Clinical & Coding Specifications
Clinical Context
A typical patient is a Medicare beneficiary newly enrolled in a Medicare-approved CMMI (Center for Medicare and Medicaid Innovation) care management model who requires an initial comprehensive home-based care management visit. The patient is homebound due to advanced congestive heart failure, multiple chronic conditions, or frailty and resides in a private residence, assisted living, domiciliary, rest home, or nursing facility. A multidisciplinary clinician (commonly a nurse practitioner or physician) conducts a 75-minute face-to-face visit within the patient’s home setting to establish the care plan, perform medication reconciliation, evaluate functional status, assess social determinants of health, coordinate community and home health services, and document goals of care.

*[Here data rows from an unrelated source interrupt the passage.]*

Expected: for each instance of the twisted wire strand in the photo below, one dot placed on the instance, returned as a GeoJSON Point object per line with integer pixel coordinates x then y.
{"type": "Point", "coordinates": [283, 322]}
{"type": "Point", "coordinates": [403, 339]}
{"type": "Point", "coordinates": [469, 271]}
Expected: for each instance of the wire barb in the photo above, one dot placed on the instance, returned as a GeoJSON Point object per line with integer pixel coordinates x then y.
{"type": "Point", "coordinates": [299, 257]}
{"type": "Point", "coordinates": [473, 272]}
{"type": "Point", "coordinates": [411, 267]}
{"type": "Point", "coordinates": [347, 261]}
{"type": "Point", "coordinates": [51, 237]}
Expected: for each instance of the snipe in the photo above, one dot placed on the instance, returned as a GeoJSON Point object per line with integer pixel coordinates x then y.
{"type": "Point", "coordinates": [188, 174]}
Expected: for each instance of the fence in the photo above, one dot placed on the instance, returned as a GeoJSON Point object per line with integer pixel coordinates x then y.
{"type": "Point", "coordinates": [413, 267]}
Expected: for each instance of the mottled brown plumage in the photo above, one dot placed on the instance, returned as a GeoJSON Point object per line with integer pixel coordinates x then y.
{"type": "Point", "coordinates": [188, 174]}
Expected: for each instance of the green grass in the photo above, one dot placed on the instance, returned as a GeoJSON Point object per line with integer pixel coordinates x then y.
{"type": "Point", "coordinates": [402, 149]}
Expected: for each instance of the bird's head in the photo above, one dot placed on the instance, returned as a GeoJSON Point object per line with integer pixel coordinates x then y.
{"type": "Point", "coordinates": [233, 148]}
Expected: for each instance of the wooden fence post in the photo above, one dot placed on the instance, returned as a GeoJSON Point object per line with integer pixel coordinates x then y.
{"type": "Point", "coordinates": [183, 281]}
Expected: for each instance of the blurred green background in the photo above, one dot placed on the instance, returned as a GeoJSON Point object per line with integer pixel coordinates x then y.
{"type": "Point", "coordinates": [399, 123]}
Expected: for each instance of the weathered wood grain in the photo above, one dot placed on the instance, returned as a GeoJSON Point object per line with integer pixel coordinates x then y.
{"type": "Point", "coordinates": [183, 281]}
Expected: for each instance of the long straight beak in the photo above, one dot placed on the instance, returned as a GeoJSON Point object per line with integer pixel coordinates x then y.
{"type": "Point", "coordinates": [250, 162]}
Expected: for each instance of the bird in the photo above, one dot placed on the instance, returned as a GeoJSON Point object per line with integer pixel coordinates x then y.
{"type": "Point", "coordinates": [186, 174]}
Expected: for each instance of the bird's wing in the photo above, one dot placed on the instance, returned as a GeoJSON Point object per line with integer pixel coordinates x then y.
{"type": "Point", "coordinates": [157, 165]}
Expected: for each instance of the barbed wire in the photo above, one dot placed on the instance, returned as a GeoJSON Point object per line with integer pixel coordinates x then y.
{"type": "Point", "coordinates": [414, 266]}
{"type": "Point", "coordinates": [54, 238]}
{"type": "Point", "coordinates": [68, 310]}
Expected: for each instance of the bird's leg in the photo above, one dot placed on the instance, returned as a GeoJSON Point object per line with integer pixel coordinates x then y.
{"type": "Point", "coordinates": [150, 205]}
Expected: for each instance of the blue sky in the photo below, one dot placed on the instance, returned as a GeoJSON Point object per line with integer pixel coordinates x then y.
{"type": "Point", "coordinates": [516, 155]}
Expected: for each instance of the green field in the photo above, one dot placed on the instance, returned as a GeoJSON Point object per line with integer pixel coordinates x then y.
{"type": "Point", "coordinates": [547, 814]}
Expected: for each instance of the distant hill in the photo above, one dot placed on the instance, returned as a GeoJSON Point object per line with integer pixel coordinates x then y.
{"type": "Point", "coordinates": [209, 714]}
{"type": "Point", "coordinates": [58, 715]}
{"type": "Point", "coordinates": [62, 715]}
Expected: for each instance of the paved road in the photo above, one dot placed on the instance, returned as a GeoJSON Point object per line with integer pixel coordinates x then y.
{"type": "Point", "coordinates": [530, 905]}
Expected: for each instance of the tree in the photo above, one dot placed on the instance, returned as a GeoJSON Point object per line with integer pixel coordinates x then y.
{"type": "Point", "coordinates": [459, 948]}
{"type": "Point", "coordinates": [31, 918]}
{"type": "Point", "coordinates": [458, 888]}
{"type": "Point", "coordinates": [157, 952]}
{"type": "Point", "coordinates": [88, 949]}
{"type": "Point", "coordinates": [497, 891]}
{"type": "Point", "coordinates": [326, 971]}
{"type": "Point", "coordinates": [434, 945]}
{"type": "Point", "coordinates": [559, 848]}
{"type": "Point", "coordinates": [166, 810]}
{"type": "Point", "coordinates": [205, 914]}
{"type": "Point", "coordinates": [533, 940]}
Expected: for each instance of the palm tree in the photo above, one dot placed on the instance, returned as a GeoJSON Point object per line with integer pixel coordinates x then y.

The clinical workflow includes pre-visit chart review and coordination with the care team, an in-home assessment lasting approximately 75 minutes focused on comprehensive medical, behavioral, and social needs, development and documentation of a care management plan, communication of the plan to the patient and caregivers, initiation of referrals (home health, PT/OT, durable medical equipment), and follow-up scheduling. Documentation must specify time spent, location of service, that the patient is new to the program, elements of the comprehensive assessment and care plan, and any coordination activities required by the CMMI model. Billing uses G0080 for the extensive, 75-minute initial home visit only within a Medicare-approved CMMI model and only when services are furnished in the beneficiary’s home, domiciliary, rest home, assisted living, or nursing facility.